You may ask yourself, “What can I expect my roof to look like as the aging process takes place?” One of more of the following conditions may occur over time:

Curling: As the asphalt hardens over time, the granules which were once securely embedded begin to break away. Occasionally you may have seen the colored granules in your gutters. Also, as this hardening advances, the asphalt layers begin the shrink. Of course, all of this is occurring at a microscopic level and is not something which will be noticeable on a daily basis. As the asphalt layer shrinks, it is being countered by the shingle reinforcement, which resists shrinking. We not have a situation in which the top and bottoms coatings are shrinking and the reinforcement is remaining stable. As a result, the edges of the shingle may begin to curl over time. In addition, organic shingles may exhibit signs of curling which might be considered excessive, however, this is not a manufacturing defect and would be considered part of the normal weathering process of organic shingles.

Surface Cracking: Another manifestation of the normal aging process may be the development of surface cracks. For example, as the flexibilizing oils of the asphalt are depleted due to heat, the shingle becomes more brittle, to the point where surface cracking may appear.
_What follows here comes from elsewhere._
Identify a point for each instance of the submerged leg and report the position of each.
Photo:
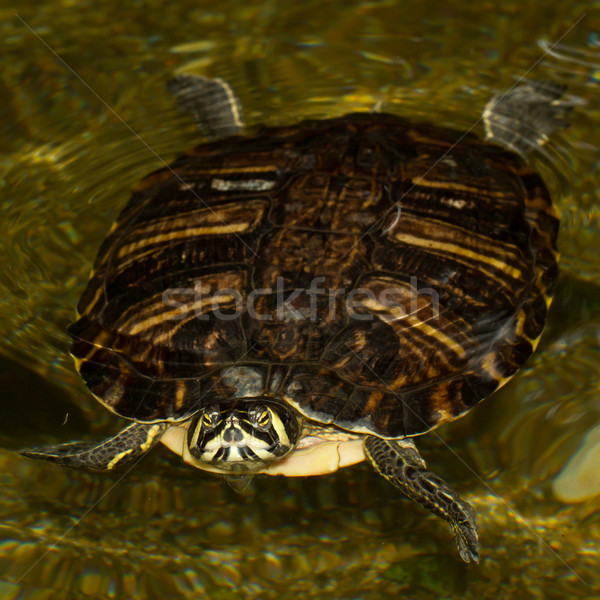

The stresses created by thermal shock and the movement of the roof deck also increase the likelihood of surface cracking.

Blisters: During the course of natural weathering, small bubble-like raised areas known as blisters may appear on the surface of the shingles. The blisters may be small and pea-sized or as large as a quarter. The blisters may be open, exposing the asphalt, or closed. Blisters frequently result when minimum ventilation requirements are not met.

Staining: Finally, over a period of time, shingles may develop dark brown or black streaks that are sometimes mistaken for soot, dirt, moss or tree droppings. In actuality, this discoloration may  be caused by algae growth. Although most roofing systems are susceptible to algae discoloration, it is most readily visible on white or light-colored shingles.